13.5 The RSS Modules

RSS consists of three basic or core modules as well as the module extension mechanism just described. For the most part, the three core modules will fit most data needs. However, specialized business data and/or processing may require new elements.

13.5.1 Core: Syndication, Content, and Dublin Core

The Syndication module provides information, such as the update frequency of the data, for tool builders. Rather than an RSS aggregator having to test a data source at set time periods, it can access the Syndication data and update only when the data is scheduled to change.
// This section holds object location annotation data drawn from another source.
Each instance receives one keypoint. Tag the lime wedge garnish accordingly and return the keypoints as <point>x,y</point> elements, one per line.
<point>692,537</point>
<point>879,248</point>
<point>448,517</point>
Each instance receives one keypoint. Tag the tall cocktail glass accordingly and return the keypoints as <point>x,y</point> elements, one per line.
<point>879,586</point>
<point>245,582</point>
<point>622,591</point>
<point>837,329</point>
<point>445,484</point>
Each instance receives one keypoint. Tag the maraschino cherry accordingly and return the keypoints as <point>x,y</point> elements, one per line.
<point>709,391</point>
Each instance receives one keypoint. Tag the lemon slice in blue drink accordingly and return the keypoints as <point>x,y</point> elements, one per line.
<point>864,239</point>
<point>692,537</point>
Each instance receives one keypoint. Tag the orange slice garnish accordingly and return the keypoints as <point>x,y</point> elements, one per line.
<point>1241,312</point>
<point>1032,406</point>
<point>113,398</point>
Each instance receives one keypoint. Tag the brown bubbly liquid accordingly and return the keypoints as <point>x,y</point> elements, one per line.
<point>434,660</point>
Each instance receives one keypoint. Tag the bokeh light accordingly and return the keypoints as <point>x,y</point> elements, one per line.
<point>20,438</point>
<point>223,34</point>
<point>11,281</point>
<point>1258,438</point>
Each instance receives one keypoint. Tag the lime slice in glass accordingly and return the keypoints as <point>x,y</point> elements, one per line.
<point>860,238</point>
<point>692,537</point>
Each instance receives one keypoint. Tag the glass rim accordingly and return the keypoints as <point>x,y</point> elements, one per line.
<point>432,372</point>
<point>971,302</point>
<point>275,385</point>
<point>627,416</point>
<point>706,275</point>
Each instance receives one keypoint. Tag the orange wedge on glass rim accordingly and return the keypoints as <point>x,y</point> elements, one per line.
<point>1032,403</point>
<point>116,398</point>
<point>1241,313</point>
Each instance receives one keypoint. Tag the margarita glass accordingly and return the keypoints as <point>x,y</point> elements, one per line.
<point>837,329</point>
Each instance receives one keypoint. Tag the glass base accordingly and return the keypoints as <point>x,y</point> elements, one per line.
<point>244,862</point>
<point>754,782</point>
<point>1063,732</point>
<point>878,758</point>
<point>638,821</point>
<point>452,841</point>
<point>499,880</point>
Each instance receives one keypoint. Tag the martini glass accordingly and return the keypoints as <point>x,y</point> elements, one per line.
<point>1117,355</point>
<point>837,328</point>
Table 13-1 contains the Syndication elements. The namespace for Syndication is xmlns:sy="http://purl.org/rss/1.0/modules/syndication/". The elements are subelements of the channel element, which means they apply to the data in the RSS document as a whole, rather than individual items.

Table 13-1. Syndication elements

Element

Purpose

Data

updatePeriod

Frequency of update of data

Hourly | daily | weekly | monthly | yearly

updateFrequency

Frequency of updates within time period

Integer

updateBase

Based date combined with period and frequency to determine updates

PCDATA

Example 13-4 shows a simplified RDF/RSS file demonstrating the use of the Syndication elements. This file is actually generated from a merge of several RDF/RSS files using an application built in Perl that I'll demonstrate later in the chapter. I've simplified the file to show only one item to restrict the size of the example. The Syndication elements are bolded.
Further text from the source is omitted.